Evolution of Language Models: N-Grams, Word Embeddings, Attention & Transformers

Original article was published on Deep Learning on Medium

ImagPhoto by Johannes Plenio on Unsplash

Evolution of Language Models: N-Grams, Word Embeddings, Attention & Transformers

In this post, I thought it would be nice to collate some research on the advancements of Natural Language Processing (NLP) over the years.

You’d be surprised at how young this domain really is.

I know I was.

But first and foremost, let’s lay the foundations on what a Language Model is.

Language Models are simply models that assign probabilities to sequences of words.

It could be something as simple as N-Grams to Neural Language Models.

Even pretrained word embeddings are derived from language modelling i.e.

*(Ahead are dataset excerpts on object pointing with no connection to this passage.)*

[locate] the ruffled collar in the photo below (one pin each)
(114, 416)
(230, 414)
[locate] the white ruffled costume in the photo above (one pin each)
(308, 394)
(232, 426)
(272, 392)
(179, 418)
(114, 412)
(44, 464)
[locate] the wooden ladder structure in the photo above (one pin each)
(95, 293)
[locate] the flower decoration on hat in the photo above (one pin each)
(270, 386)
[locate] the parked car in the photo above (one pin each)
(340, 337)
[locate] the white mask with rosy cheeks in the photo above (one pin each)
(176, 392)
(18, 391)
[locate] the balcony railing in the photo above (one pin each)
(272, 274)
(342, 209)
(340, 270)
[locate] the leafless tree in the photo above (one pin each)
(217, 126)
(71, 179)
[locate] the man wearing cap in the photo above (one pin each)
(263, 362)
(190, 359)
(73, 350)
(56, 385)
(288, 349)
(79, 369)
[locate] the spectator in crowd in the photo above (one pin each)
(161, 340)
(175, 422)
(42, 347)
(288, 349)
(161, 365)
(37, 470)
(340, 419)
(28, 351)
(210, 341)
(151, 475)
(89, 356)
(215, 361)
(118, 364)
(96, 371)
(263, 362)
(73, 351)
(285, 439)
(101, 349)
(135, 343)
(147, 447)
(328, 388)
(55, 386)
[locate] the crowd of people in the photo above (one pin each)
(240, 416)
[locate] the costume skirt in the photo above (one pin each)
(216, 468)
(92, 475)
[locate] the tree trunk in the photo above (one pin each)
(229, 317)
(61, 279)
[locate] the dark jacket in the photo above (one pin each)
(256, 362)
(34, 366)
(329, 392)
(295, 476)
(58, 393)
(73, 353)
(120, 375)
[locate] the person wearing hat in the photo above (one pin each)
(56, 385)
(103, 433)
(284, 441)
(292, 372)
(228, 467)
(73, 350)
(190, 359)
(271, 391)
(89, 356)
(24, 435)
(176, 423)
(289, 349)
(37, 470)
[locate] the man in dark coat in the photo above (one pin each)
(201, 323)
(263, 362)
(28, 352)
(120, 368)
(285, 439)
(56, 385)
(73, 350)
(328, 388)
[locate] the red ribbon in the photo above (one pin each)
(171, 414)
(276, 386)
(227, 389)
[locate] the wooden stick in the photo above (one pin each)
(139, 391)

Word2Vec, Glove, SVD, LSA

I tend to think of Language Models as the larger umbrella in which a whole bunch of things fall under.

With that, let’s start from the beginning. 🙂

Note: Bear with me till the 2000s. It gets more interesting from there on.

Before 1948-1980— Birth of N-Grams and Rule Systems

Photo by Tim Bish on Unsplash

By and large, majority of the NLP systems in this period were based on rules and the first few language models came in the form of N-Grams.

It’s unclear from my research who coined this term.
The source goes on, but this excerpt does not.